A Wynyard-area company has been sold for $56 million.
Big Quill Resources (BQR), a processor of sulfate of potash (SOP), located on the shores of Big Quill Lake near Wynyard, Saskatchewan, has been sold to the U.S. owner of food, feed and road salt processor Sifto Canada.
On January 10, Kansas City-based Compass Minerals stated that it had completed its all-cash purchase of BQR, reported Farm Business Communications on January 12.
BQR makes high purity SOP for nutrients used by crop and turf growers, as well as for non-agricultural specialty applications.
The company's Wynyard site can process up to 40,000 short tons per year and produces much of its SOP by extracting naturally occurring sulfate from the brine of Big Quill Lake and combining it with potassium chloride.
BQR sources its potassium chloride through "a very long-term, advantaged supply agreement," Compass stated in a news release.
Compass CEO Angelo Brisimitzakis, described the Wynyard company as "an innovative, entrepreneurial business with unique production capabilities, technical expertise and non-seasonal applications that will both broaden and strengthen Compass Minerals' specialty fertilizer segment."
Compass expects the purchase of Big Quill Resources to be "immediately accretive," Brisimitzakis noted, adding that they plan to expand production at the plant and sales of the "high-value specialty products over time."

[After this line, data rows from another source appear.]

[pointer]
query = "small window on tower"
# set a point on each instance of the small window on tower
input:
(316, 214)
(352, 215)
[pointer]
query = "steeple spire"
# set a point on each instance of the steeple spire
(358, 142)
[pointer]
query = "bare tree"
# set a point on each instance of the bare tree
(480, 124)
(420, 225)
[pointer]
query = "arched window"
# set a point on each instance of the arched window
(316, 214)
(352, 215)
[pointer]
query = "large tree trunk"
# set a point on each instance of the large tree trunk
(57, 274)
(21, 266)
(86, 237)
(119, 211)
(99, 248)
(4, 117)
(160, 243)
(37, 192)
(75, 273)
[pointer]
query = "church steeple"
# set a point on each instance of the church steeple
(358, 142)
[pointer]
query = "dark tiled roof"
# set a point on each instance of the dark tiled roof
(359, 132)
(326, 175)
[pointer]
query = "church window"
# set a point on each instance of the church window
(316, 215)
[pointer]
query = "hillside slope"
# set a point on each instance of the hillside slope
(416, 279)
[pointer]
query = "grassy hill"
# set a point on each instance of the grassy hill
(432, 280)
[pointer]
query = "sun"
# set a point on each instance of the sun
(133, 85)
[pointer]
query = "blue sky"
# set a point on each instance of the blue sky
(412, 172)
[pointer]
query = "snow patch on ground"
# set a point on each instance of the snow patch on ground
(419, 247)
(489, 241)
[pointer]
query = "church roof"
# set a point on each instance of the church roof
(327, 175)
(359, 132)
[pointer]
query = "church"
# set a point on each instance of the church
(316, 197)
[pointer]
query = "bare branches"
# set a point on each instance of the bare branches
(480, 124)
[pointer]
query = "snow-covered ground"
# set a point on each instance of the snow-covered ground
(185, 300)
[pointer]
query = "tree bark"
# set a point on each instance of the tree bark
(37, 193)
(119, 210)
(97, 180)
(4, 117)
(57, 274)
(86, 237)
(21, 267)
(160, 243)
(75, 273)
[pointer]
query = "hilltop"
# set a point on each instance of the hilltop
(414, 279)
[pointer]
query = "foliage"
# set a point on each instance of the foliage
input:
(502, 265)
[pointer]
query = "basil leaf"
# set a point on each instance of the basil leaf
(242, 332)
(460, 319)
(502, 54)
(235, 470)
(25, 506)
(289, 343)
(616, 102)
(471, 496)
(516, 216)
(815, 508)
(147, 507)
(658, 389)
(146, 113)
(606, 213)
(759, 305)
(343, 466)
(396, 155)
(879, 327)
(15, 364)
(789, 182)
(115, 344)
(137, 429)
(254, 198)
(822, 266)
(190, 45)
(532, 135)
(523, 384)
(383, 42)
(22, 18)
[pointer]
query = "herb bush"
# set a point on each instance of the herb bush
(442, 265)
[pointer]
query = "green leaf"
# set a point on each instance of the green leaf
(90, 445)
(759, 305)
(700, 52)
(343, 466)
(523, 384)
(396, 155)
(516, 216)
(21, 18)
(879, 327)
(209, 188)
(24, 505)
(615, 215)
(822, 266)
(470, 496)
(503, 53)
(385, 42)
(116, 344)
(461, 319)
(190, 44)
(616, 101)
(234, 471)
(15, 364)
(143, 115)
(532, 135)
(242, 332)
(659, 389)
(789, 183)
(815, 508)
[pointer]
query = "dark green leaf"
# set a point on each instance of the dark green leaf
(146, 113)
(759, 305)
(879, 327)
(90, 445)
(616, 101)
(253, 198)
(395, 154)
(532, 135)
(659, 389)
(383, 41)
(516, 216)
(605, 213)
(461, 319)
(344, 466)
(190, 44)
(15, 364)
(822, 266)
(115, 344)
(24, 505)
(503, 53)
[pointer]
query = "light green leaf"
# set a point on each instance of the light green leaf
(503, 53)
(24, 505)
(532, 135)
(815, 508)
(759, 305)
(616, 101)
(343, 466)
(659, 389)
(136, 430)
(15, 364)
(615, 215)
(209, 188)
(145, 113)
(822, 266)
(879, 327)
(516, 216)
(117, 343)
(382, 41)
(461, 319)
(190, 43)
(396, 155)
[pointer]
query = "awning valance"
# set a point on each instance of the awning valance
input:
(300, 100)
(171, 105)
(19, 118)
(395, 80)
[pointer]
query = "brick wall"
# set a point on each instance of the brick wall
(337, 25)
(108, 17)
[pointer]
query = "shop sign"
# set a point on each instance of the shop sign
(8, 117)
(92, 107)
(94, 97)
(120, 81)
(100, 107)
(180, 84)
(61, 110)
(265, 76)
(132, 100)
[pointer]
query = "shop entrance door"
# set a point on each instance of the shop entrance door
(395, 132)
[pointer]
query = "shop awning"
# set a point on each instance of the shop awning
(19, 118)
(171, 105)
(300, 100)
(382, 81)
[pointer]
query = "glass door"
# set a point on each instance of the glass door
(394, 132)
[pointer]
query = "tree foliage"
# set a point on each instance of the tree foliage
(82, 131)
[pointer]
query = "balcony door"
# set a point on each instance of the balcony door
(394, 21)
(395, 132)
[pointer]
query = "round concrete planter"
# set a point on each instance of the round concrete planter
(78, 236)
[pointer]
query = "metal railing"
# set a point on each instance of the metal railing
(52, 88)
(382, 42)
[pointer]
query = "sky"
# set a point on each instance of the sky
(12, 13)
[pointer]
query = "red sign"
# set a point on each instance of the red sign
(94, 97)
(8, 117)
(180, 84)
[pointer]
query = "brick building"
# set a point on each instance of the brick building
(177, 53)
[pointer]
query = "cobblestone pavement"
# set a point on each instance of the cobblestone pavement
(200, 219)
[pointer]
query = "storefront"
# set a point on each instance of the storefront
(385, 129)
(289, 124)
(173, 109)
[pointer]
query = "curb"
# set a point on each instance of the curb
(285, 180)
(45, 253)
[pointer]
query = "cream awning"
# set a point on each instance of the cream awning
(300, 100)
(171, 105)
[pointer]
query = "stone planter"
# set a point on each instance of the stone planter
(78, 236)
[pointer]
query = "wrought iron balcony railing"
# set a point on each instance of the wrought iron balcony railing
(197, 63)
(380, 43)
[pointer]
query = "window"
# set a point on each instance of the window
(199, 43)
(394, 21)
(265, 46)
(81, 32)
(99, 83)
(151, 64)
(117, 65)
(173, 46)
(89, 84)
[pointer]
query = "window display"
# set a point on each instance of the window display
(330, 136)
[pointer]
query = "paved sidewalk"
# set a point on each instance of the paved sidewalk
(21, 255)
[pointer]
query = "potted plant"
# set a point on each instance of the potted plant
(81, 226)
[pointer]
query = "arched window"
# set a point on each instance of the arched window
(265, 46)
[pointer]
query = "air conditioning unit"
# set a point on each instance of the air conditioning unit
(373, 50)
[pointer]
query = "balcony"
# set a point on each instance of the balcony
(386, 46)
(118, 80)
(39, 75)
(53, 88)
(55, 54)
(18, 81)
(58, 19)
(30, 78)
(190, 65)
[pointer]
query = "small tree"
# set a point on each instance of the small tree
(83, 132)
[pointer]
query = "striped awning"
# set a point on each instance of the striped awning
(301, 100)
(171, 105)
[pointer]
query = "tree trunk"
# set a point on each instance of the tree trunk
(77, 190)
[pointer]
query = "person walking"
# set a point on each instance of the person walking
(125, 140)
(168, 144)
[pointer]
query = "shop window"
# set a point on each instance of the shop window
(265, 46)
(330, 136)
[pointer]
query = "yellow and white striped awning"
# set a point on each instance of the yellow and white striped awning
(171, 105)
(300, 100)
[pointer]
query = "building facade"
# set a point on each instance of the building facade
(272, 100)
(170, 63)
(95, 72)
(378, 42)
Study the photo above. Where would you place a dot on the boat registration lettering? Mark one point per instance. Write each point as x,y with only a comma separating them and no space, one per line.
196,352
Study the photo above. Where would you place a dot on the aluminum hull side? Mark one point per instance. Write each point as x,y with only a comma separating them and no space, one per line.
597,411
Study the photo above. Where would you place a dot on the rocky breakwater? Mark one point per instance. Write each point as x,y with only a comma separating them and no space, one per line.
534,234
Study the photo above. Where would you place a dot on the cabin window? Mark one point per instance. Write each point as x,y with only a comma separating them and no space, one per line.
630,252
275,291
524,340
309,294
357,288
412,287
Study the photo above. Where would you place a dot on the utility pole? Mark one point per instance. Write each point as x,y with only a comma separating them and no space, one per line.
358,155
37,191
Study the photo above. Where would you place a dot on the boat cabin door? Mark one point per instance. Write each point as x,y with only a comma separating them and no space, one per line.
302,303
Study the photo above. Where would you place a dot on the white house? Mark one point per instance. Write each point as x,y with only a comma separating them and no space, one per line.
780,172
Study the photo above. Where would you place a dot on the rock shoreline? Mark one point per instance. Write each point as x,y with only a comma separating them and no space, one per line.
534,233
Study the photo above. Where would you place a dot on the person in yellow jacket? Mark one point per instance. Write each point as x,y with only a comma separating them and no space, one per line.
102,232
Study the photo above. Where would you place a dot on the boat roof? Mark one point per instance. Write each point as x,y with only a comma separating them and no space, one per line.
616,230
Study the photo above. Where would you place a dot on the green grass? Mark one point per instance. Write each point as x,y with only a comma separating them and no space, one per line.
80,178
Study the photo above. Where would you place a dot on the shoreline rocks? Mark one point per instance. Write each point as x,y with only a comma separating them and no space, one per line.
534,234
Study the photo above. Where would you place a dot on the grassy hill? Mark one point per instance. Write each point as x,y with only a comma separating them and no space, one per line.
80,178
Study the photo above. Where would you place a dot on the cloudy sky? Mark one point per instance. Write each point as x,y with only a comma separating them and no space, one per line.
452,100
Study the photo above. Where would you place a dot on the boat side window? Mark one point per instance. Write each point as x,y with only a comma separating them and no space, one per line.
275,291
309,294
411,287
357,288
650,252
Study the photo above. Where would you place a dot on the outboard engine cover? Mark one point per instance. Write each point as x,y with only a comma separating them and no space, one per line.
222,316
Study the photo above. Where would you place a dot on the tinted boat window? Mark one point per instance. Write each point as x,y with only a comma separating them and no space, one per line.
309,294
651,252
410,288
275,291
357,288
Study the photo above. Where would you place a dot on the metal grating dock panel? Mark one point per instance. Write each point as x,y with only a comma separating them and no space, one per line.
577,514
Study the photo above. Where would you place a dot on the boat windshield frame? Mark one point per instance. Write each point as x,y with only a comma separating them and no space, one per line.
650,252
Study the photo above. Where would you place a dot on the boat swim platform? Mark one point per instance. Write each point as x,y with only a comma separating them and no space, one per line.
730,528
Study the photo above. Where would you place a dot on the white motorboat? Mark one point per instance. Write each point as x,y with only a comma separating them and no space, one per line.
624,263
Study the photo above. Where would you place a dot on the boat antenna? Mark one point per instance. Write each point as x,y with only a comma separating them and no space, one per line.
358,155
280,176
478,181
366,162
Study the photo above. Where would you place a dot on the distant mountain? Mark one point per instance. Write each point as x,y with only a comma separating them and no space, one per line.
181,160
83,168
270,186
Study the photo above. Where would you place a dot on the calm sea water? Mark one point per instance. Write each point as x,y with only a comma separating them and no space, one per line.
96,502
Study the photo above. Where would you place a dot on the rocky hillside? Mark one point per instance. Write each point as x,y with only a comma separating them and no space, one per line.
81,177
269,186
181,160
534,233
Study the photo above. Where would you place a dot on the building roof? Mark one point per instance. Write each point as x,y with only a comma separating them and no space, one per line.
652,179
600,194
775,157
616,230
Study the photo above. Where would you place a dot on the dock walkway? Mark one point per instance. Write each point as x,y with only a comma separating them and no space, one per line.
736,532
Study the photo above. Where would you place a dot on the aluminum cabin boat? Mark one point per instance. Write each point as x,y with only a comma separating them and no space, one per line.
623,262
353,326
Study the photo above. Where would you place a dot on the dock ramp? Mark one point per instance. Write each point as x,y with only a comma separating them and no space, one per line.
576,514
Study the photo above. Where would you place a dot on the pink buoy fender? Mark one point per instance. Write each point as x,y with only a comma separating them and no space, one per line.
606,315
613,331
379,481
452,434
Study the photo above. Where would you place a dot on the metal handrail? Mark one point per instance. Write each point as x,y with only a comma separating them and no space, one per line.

BQR's 2010 revenues are expected to be about $23 million with earnings before interest, taxes, depreciation and amortization of about $7 million, Compass reported.
Compass is already a producer of "organic approved" SOP, which it markets to crop, fruit, vegetable and tree nut growers in the Americas and Pacific Rim.
Other Compass Canadian holdings include Sifto Canada, based in Mississauga, ON, evaporation plants at Unity, SK and Amherst, NS, and six distribution centres in southern Ontario, British Columbia, Quebec and Newfoundland.
In the U.S., the company owns another SOP processor, Great Salt Lake Minerals Corp. in Utah, which announced in December a plan to raise its prices for all of its SOP standard and granulated fertilizer products by $25 per short ton on orders placed on or after December 13.